Putting myself in different situations
I wrote an article a while ago where I used FreePic’s consistent character features to fine-tune the model with pictures of myself. I was able to use this to put myself in various situations by using image-to-video models, so I decided to try this out with Pika Labs 2.0.
I started with a picture I generated of myself standing on a 1950s-style US high street with a stereotypical UFO visible in the background. I’m in a full suit, ready for action, and I gave it to Pika 2.0 as part of an ingredient in the scene. I wasn’t sure how it would interpret it or whether it would just take my likeness while ignoring the rest of the visuals.
The model did a brilliant job, creating two camera movements — first focusing on me and then zooming out for a wide shot that captured the moving UFO. It managed to keep multiple individual elements moving while retaining the aesthetic of the image throughout the short video clip.
I then tried something more complex, giving it a picture of AI-generated me against a white background (who needs to pose for photos when you can generate them?) and a generated image of the interior of a potential Mars base.
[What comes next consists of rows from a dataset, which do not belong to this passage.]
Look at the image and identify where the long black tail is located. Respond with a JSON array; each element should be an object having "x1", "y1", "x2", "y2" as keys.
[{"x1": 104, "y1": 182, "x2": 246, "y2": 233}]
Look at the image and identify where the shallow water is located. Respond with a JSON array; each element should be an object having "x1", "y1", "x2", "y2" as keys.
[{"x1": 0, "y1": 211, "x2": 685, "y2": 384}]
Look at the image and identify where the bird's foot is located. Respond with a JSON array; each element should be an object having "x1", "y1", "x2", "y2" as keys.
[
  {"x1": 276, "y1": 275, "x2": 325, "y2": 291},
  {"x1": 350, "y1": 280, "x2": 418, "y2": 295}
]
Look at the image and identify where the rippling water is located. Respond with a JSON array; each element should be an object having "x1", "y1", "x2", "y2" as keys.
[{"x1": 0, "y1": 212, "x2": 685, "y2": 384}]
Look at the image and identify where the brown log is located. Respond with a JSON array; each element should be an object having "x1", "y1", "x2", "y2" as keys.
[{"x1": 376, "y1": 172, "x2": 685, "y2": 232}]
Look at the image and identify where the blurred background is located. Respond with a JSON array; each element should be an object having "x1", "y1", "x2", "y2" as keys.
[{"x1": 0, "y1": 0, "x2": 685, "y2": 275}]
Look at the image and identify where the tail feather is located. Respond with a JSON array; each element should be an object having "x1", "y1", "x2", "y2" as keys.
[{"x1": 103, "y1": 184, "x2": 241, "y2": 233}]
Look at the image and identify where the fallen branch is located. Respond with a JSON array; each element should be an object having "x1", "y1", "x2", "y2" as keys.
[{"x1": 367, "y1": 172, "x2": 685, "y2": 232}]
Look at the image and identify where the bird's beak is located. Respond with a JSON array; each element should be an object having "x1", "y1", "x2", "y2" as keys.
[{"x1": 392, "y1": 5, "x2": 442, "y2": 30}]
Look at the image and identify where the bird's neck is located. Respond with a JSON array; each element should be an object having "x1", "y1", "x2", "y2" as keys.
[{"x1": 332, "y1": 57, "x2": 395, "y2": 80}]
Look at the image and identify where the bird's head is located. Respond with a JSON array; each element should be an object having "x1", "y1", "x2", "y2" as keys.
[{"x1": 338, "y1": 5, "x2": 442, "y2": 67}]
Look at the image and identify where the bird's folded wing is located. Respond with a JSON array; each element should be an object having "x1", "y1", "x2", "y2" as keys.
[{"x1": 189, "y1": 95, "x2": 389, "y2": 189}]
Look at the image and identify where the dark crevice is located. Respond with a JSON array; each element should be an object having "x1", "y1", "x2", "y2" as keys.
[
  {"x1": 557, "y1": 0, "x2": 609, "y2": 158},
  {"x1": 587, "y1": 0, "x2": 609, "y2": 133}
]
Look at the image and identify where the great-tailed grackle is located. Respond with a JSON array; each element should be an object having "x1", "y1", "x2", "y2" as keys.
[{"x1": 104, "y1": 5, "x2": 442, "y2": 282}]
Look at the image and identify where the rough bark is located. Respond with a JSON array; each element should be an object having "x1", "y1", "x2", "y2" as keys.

I gave it the two images as ingredients along with the prompt “working on Mars.” It created a video of me smiling and walking around. I then gave it an image of a potential clothing item that might be worn by Mars settlers, but the model interpreted it as a robot and gave the suit a head. It still looked cool, though.
Creating an ident using AI video
Finally, I decided to see how well it handled one of my first AI video prompts: “A cat on the moon wearing a spacesuit with Earthrise in the background.” This is something all AI video models used to fail at miserably, and most image models also struggled with.
First, I generated an image in Ideogram using that prompt. It’s now one of my all-time favourite images and one I plan to print as a poster. I then gave it to Pika 2.0 as an ingredient for AI video generation with no additional prompt. It came out looking like a studio ident for a new movie.
I tried the same prompt with text-to-video, and it didn’t work as well, giving us a second super-Earth in the background, but it’s still better than it used to be.
Final thoughts
Pika 2.0 isn’t just a significant upgrade on the previous generation model, it’s catapulted the AI video lab into prime position as one of the best platforms on the market.
Last week when Sora was first announced I wrote a guide to best Sora alternatives and left Pika off the list. While the 1.5 model was good, especially when used with Pikaffects, it wasn’t as good as the alternatives. Now I feel like I need to write a best alternative to Pika guide as in my view it’s better than Sora.
Competition aside, I think its amazing how far AI video has come in less than a year, going from 2 seconds of barely moving mush, to content resembling something actually filmed with a real camera — and with near total control over output.